In den Neunzigern hat der Pariser DJ und Produzent George Issakidis den notorischen Überwältigungssound von French House vordefiniert und mitgeprägt, unter anderem mit dem Duo The Micronauts. Solo veröffentlicht hat er aber nur höchst sporadisch. Sein erstes Album Karezza erschien vor ziemlich genau zehn Jahren, also lange nach jedem Hype und abseits von jedem Mitnahmeeffekt. In der lange nach Minimal Techno noch minimalen und deutlich zurückhaltenden Mischung von Electro-Techno und Noise-Ambient in ikonischem Glasglockencover wurde das Album zu einem komplett aus der Zeit gefallenen Klassiker, zumindest in ein paar eher undergroundigen Zusammenhängen.
Nur konsequent in dieser Hinsicht bietet Navigating The Kali Yuga: Volume 1 (Optimo Music, bereits erschienen) einen nochmal ganz anderen Trip durch die psychedelischen Unterwelten der indischen Mythologie im „Zeitalter des Streites”, was „Kali Yuga” übersetzt ungefähr bedeutet. Von Techno und House sind noch Spuren zu entdecken in einem Album, das ansonsten zu einer ungemein frei aufspielenden polyelektronischen Arbeit jenseits aller Genres geworden ist.

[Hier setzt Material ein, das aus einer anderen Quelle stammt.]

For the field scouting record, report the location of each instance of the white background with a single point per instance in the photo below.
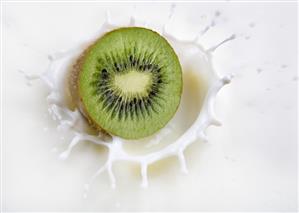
(250, 162)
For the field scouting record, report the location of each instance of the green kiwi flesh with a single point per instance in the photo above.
(129, 82)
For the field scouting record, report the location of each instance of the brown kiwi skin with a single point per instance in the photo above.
(74, 91)
(74, 88)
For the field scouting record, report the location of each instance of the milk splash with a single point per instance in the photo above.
(72, 120)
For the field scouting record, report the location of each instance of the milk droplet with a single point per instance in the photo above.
(58, 68)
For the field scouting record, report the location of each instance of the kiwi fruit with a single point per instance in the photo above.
(128, 83)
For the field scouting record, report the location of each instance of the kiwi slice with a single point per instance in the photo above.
(128, 83)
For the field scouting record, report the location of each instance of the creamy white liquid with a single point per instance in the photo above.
(195, 114)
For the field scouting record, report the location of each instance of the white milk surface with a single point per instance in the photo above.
(248, 164)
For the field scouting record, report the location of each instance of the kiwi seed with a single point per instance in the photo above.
(128, 83)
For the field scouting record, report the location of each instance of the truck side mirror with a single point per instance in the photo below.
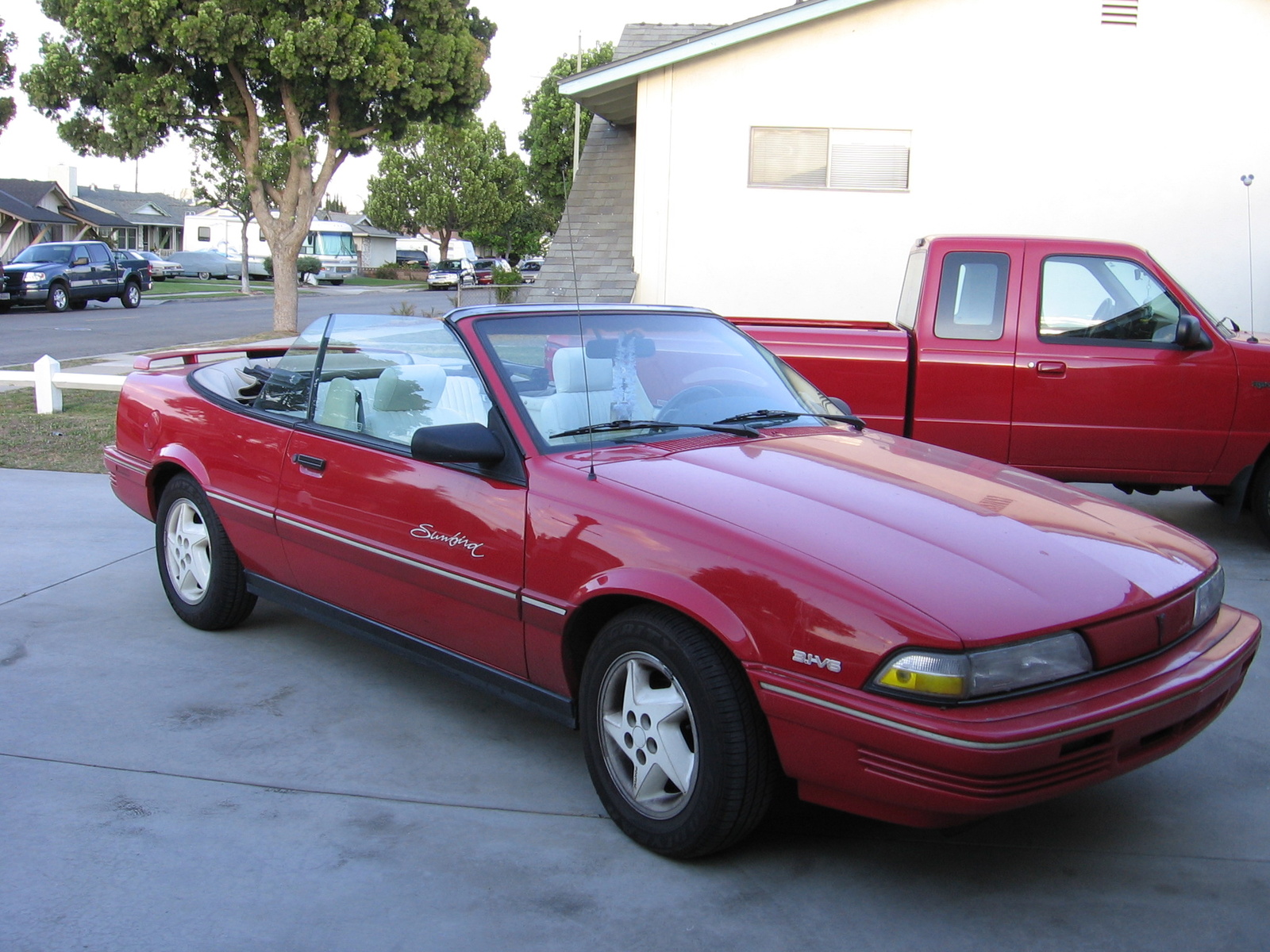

Wenn in Electronica, oder besser: generell bei nicht ausschließlich clubfunktional gedachten Songtracks und Beats versucht wird, andere Wege zu gehen, gibt es typischerweise zwei Fluchtlinien, um das Ganze speziell und eigen zu machen. Einerseits weg von der Handarbeit hin zu modernster Technik, die eine Abstraktion der Persönlichkeit erlaubt, oder andererseits gerade in das Persönliche, in eine gelebte, gefühlte oder erfundene Vergangenheit und Tradition einzutauchen, um etwas Eigenes daraus zu machen.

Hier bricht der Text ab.